小さな物語
 私はそんな結論に至り、考える事を放棄した。

「これからどうしようかなー…」
 今はこれからの事を考えるのに専念しよう。
顎に手をあて、うーん、と唸る。

どうすればいいものか。
衣食住についての不安があるし、まずここが何処だかもわからない。
人の気配も感じない。

今度は不安が渦を巻いた。
結局は悩み苦しむ運命なのだろうか。

はあ、とひとつ溜め息を吐いた。

「――っ!!?」

 その時、胸に痛みが走った。
先程ぶつけた頭の痛みとは比べ物にならない位強い痛みに、声にならない悲鳴をあげた。

 立っていられなくなり、地面に倒れた。

痛い。
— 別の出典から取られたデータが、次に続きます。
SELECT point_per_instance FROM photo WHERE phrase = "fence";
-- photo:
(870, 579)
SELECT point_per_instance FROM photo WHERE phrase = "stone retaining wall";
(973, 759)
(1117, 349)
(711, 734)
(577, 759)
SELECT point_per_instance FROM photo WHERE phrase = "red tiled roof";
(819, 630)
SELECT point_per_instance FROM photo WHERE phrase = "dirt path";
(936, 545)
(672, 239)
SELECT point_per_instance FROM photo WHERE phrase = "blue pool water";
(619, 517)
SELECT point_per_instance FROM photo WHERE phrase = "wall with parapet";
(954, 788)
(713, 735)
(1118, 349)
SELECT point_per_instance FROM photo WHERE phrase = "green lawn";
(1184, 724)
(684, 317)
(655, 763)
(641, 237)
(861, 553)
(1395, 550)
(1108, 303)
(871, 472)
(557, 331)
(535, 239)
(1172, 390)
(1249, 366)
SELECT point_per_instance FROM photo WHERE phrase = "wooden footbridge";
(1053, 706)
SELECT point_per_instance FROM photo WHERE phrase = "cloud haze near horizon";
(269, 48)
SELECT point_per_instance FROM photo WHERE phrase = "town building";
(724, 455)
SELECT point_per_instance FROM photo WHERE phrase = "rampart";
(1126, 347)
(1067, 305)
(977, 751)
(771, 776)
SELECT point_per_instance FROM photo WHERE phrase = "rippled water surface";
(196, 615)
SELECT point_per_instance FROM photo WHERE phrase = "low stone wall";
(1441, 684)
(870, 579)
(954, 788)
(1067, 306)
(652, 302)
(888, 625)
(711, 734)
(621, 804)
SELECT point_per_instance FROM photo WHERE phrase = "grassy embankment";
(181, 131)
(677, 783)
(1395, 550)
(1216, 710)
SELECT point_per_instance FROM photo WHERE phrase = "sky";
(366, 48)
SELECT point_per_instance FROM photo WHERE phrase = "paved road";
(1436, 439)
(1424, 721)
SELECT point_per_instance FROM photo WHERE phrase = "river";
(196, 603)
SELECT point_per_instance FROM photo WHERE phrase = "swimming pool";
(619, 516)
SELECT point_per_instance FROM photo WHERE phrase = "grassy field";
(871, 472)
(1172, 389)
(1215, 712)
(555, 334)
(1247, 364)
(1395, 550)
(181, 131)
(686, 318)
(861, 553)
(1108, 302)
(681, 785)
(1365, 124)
痛い。

何なのだろうこの痛みは。
目の前がチカチカする。
目すら開けていられない。

「…あ…う…!」

息をすることもできない。
まるで呼吸をするという機能を身体が忘れてしまったかのようだ。

固く、目をつぶった。
痛みから逃れるように。
「…あ…れ…?」

 覚えがある。
いつだったか、そんな事をした。
必死に。
痛みから逃れるために。
そうだ、確かいつかもこんな痛みを感じていた。 声すら出せずに、涙すら流せずに、もがいていた。
あれは、いつだっただろうか。


ああ、そうだ。

あの日。
私が赤に染まったあの日。
私は埃臭い部屋で苦しんでいた。

その時もこんな痛みを感じた。
胸を引き裂かれる痛みを嫌という程感じた。

思いだして吐き気がした。
気持ち悪い。

「か…は…」

また土が口の中に入った。
先程とは違い、吐き出す気力はなく、私は咳込む。
益々苦しくなった。

ああまた死んでしまうのだろうか。

…嫌だ。
もうあんな痛いのは嫌だ。

「た…す…け…」

誰か。
もう誰でもいいから。

―カサッ――

微かに、音がした。
私は敏感にその音を聞き取った。
同時に、気配。
人の、気配だと確信を持てた。

「ねが…た…す…」

力を振り絞って出した声は言葉になっていなかった。